Two series of experiments were being carried out on those 125 dogs. The first consisted in making dogs refractory to rabies by preventive inoculations; the second in preventing the onset of rabies in dogs bitten or subjected to inoculation.
CHAPTER XIII
1885—1888
Pasteur had the power of concentrating his thoughts to such a degree that he often, when absorbed in one idea, became absolutely unconscious of what took place around him. At one of the meetings of the Académie Française, whilst the Dictionary was being discussed, he scribbled the following note on a stray sheet of paper—
“I do not know how to hide my ideas from those who work with me; still, I wish I could have kept those I am going to express a little longer to myself. The experiments have already begun which will decide them.
“It concerns rabies, but the results might be general.
“I am inclined to think that the virus which is considered rabic may be accompanied by a substance which, by impregnating the nervous system, would make it unsuitable for the culture of the microbe. Thence vaccinal immunity. If that is so, the theory might be a general one: it would be a stupendous discovery.
“I have just met Chamberland in the Rue Gay-Lussac, and explained to him this view and my experiments. He was much struck, and asked my permission to make at once on anthrax the experiment I am about to make on rabies as soon as the dog and the culture rabbits are dead. Roux, the day before yesterday, was equally struck.
“Académie Française, Thursday, January 29, 1885.”

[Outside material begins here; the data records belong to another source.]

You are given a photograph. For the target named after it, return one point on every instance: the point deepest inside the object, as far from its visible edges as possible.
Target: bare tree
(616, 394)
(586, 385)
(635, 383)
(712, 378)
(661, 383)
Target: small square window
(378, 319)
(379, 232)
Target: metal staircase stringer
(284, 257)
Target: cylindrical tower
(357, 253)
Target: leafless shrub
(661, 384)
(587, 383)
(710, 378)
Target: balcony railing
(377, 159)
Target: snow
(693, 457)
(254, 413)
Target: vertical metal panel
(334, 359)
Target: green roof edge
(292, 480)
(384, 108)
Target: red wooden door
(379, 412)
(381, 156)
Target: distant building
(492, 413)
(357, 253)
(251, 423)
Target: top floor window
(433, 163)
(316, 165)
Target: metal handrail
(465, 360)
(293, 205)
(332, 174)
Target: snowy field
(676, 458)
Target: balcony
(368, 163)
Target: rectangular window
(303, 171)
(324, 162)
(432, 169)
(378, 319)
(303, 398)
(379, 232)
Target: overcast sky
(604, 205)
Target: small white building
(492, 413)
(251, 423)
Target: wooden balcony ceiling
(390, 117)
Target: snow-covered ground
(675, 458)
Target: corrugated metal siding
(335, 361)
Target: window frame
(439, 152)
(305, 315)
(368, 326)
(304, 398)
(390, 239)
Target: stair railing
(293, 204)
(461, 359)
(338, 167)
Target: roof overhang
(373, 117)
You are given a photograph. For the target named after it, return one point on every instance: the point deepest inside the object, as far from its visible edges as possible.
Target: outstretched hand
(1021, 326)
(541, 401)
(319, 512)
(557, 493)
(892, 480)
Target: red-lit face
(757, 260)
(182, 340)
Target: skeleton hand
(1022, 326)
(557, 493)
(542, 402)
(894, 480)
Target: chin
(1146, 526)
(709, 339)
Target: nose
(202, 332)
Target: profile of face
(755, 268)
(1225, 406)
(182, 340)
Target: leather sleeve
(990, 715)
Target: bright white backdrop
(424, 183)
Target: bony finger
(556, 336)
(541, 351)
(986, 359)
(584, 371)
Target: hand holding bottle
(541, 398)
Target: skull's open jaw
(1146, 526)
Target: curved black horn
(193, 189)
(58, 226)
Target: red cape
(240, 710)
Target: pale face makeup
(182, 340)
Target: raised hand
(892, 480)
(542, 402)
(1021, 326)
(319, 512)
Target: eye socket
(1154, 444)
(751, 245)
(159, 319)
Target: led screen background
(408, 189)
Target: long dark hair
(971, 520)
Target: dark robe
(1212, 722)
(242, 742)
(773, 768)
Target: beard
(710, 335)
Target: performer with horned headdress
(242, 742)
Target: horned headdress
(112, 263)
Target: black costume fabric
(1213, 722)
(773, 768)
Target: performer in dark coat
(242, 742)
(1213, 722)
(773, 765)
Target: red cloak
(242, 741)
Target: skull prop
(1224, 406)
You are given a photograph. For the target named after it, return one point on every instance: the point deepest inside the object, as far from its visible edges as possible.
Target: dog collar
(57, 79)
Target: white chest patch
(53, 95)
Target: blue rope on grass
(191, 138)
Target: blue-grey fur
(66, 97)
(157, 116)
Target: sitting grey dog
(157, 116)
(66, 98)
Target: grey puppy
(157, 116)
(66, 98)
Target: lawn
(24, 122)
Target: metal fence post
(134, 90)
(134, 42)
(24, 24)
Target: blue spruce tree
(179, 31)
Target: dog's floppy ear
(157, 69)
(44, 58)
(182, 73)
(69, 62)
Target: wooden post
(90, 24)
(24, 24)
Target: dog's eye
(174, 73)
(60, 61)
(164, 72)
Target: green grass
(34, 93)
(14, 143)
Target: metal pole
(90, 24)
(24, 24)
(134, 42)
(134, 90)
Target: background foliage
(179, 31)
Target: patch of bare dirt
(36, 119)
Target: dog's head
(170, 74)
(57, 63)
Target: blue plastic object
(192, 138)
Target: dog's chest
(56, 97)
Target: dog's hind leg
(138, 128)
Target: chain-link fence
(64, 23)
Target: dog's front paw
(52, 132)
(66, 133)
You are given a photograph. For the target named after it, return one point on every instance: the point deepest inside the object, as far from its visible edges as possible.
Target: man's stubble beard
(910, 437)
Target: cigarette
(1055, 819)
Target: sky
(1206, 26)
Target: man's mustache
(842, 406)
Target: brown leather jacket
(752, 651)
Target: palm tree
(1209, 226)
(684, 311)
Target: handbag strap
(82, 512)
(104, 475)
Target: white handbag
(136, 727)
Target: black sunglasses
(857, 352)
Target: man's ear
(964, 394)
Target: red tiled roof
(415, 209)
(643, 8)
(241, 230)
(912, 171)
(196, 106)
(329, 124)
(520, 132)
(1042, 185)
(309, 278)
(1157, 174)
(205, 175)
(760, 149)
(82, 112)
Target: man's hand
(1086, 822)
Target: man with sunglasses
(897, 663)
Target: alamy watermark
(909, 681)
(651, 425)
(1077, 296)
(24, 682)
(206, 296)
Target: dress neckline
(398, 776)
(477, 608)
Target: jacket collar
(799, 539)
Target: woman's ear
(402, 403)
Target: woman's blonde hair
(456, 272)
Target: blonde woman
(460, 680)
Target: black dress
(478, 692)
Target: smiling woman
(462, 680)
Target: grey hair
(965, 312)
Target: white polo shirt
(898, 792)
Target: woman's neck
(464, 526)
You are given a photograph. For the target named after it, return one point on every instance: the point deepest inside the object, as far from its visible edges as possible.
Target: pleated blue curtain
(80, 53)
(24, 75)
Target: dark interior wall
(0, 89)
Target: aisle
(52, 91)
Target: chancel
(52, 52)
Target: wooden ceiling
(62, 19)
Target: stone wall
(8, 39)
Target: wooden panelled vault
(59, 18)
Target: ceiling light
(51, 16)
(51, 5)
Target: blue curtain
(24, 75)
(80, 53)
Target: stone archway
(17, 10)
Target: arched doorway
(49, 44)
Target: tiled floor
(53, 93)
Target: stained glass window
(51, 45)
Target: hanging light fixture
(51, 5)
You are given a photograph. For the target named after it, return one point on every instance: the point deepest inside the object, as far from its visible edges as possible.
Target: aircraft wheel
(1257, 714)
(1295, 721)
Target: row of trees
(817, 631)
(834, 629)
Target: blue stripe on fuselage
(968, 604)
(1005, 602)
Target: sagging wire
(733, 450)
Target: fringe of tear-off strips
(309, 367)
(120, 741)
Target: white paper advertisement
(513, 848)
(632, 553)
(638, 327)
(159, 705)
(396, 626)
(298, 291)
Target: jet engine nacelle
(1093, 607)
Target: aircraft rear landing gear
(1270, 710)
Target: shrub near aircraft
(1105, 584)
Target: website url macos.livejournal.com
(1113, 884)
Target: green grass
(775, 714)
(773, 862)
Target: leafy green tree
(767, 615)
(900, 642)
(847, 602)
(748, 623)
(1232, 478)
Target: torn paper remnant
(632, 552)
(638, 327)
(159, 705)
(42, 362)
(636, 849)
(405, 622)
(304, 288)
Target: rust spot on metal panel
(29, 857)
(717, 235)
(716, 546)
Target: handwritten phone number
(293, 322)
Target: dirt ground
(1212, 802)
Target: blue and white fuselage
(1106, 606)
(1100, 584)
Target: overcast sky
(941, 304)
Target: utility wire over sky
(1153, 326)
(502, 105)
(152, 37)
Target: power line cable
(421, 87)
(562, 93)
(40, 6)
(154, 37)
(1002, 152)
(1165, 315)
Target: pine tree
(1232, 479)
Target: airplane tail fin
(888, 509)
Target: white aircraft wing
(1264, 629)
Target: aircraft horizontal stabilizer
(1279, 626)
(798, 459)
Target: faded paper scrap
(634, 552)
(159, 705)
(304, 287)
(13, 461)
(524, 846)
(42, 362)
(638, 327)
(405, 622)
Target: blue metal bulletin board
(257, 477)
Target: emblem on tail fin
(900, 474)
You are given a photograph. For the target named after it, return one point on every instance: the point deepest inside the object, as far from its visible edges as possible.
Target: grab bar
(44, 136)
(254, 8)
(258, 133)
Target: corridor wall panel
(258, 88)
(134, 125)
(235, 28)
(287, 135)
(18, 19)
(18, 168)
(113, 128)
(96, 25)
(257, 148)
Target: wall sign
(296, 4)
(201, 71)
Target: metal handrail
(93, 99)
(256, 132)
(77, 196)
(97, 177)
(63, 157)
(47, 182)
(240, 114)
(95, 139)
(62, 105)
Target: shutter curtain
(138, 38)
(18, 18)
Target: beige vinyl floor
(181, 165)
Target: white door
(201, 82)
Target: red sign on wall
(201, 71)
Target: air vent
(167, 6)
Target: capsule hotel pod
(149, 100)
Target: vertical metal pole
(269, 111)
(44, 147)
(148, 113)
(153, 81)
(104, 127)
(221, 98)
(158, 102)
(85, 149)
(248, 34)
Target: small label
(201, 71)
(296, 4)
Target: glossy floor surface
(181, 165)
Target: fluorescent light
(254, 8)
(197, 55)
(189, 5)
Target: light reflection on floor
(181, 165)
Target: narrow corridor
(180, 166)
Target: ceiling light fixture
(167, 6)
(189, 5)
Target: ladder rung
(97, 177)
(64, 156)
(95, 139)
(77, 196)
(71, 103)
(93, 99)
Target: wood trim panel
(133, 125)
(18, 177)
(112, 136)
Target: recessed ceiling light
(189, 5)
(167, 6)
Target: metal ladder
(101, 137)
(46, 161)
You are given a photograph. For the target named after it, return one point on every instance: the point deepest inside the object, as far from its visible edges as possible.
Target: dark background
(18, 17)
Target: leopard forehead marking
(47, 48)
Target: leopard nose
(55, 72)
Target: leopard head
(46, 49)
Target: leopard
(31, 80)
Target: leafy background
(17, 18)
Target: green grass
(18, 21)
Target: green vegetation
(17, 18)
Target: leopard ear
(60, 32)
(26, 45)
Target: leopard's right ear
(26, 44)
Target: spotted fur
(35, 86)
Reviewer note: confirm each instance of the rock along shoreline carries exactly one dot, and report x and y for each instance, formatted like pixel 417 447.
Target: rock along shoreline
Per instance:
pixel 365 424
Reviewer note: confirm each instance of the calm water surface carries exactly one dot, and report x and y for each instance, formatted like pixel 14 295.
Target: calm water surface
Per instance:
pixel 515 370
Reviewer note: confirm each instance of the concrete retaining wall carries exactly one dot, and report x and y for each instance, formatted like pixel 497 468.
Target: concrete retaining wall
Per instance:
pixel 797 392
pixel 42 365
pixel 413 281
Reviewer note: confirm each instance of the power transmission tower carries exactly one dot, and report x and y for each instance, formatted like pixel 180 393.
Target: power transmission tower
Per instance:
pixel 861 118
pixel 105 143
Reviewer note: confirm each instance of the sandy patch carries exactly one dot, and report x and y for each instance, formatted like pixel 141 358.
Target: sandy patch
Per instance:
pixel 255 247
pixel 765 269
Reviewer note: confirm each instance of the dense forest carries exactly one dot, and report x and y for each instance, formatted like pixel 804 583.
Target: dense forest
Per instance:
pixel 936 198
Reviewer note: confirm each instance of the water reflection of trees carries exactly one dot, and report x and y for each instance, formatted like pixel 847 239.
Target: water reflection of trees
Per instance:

Could that vaccinal substance associated with the rabic virus be isolated? In the meanwhile a main fact was acquired, that of preventive inoculation, since Pasteur was sure of his series of dogs rendered refractory to rabies after a bite. Months were going by without bringing an answer to the question “Why?” of the antirabic vaccination, as mysterious as the “Why?” of Jennerian vaccination.
On Monday, July 6, Pasteur saw a little Alsatian boy, Joseph Meister, enter his laboratory, accompanied by his mother. He was only nine years old, and had been bitten two days before by a mad dog at Meissengott, near Schlestadt.